To be a complete and working wolf is complex.  

"The gestation period lasts 62–75 days, with pups usually being born in the summer period. Wolves bear relatively large pups in small litters compared to other canid species."  Females give birth in dens they dig, in the right kind of soil, as much as ten feet deep.  Fear of wolves and attempts at elimination often focus on the babies in the den, using fire or gas or entanglement with barbed wire.  Bodies can be flayed for the fur, then hung as warnings and boasting.

If safe, babies form attachment to the mother through nursing and her licking. These are the beginnings of every mammal, which develop into the species-specific voice and relationships.  Humans included.  "There are some lone wolves out there that live alone. They don't scent mark or howl though. They live off of very small animals such as rodents due to the fact that they have to hunt on their own."

An individual wolf is the product of its physical experience, its mind (it can see what prey is going to do next); its emotion which is mammalian, so dependent on the same electrochemical, hormonal, organ-based loops as ours; its immediate relationships; its environment, esp food source and sources of danger; and the whole incredible and minutely interacting history and extent of its existence.  This is also true of people, no matter how much young college men worship brains.  

What is inside the skin pushes against and pulls inside whatever is outside the skin.  A wolf taken from the SW to the NE will be a changed animal.  Maturation patterns change the animal.  I'm watching the adult cats next to me in the "computer window" where I made a platform for them to sit in the sun.  The last kittens are nearly grown now and a new couple of infants has arrived.  The oldest cat is mixing the old kitten-licking with hard biting.  She is his grandmother but the mother died when this kitten was young.  The two half-grown cats are toms, beginning to wrestle with each other hard enough to shriek. The two adults are female. The infants are too young to tell.  Even newborns have slightly different personalities. The nearly grown kitten, one of a pair I called "the Dittoes" because I couldn't tell them apart, have separated into one which is now half-wild and often missing and one which is fond and always close by.

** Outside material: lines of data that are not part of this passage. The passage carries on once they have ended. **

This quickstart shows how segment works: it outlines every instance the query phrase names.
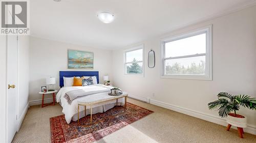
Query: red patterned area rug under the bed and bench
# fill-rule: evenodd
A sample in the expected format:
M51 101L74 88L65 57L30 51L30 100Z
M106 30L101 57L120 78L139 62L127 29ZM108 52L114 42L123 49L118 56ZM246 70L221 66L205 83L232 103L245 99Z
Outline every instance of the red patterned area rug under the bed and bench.
M65 116L50 118L51 142L94 142L106 135L109 135L149 114L153 111L127 103L127 109L118 106L104 113L93 115L93 122L90 123L90 116L77 122L71 121L68 124Z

It was thought, in a bit of romantic projection, that wolves like geese and swans mate for life, preserving cub interactions as affection for years of intimacy and protection.  But the group is larger than a couple and will include "aunts and uncles" who help care for and feed cubs.  At the same time, some individuals are "lone wolves" and will not only stand apart from the cluster but also begin to travel very long distances, even across the continent.  Modern electronics make it possible to follow them.

A pack may be disrupted by the death of an animal, particularly a leader.  Competition and war between packs can cause disruption but sometimes the family will re-form.  Males don't necessarily remain faithful, so DNA sequences vary.  Much of wolf behavior is echoed by the patterns of early Plains indigenous people, because it works, falls into place under pressure from circumstances.

Young males are always a problem, but I found nothing about the formation of same-sex and age groups, as in herds of young elk or horses.  A wolf is full-sized at two years and simply leaves.  Two major factors are the ability to collaborate, as when working together, and communicating even over distance by howling.  The other strong variable is territory, which must be big enough to feed and shelter the pack.


Now, how to shape all this into a coherent story that has some kind of point?  What point?  What would it mean to a reader?